= Hal Gessner =

American television producer (born 1948)

Hal Gessner (born May 22, 1948 in New York City, New York) is an American television producer. He was the senior producer and director for Lifestyles of the Rich and Famous. He was a producer on Face To Face with Connie Chung (CBS News), Street Stories with Ed Bradley (CBS News) and Day One (ABC News) before becoming the executive producer of the Saturday edition of The Early Show on CBS from 1997 to 2002. Gessner is the creator of the Chef on a Shoestring segment which was turned into a best-selling cookbook.

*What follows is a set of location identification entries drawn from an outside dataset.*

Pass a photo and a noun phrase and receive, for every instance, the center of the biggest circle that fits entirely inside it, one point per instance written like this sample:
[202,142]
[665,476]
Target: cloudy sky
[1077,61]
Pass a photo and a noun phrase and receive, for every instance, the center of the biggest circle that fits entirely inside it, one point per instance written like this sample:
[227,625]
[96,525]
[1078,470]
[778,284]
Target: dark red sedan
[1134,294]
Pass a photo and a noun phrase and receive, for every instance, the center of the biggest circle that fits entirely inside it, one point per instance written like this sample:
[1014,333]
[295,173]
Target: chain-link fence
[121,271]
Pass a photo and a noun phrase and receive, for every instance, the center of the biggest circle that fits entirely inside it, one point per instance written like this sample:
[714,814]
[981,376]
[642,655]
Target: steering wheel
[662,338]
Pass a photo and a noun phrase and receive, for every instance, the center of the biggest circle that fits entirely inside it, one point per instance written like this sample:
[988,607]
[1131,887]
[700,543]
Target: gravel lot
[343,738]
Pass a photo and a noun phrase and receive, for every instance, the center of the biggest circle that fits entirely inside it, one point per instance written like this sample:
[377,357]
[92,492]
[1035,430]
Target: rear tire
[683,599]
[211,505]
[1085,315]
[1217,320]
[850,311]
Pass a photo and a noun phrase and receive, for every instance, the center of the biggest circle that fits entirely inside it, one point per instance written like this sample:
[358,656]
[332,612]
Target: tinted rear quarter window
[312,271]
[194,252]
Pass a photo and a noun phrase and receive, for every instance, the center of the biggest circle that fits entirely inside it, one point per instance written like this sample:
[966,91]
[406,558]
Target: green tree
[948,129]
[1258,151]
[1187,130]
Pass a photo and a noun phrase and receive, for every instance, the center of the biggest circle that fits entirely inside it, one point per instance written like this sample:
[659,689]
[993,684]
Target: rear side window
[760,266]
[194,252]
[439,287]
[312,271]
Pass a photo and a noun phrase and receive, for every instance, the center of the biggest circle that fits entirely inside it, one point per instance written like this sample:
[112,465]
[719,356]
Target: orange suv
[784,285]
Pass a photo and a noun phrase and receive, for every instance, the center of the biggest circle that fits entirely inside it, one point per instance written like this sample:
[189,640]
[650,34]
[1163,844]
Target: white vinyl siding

He is the creator and producer of Stunt Junkies and "FutureCar" on The Discovery Channel and other network shows developed by CBS Eye Too Productions.

==9/11 Films==

Gessner has collaborated on two documentary films covering the September 11 Attacks. He was the executive editor of 9/11, shot by the Naudet brothers and narrated by Robert De Niro. The film won the primetime Emmy Award for Outstanding Non-Fiction Special in 2002. Gessner also received a Christopher Award and a Peabody Award, and an Edward R. Murrow Award for his work on the film.

In 2006, Gessner executive produced Dust to Dust: The Health Effects of 9/11, which documented the respiratory problems of 9/11 rescue workers. The film aired on the Sundance Channel and was narrated by actor Steve Buscemi, a former New York City firefighter.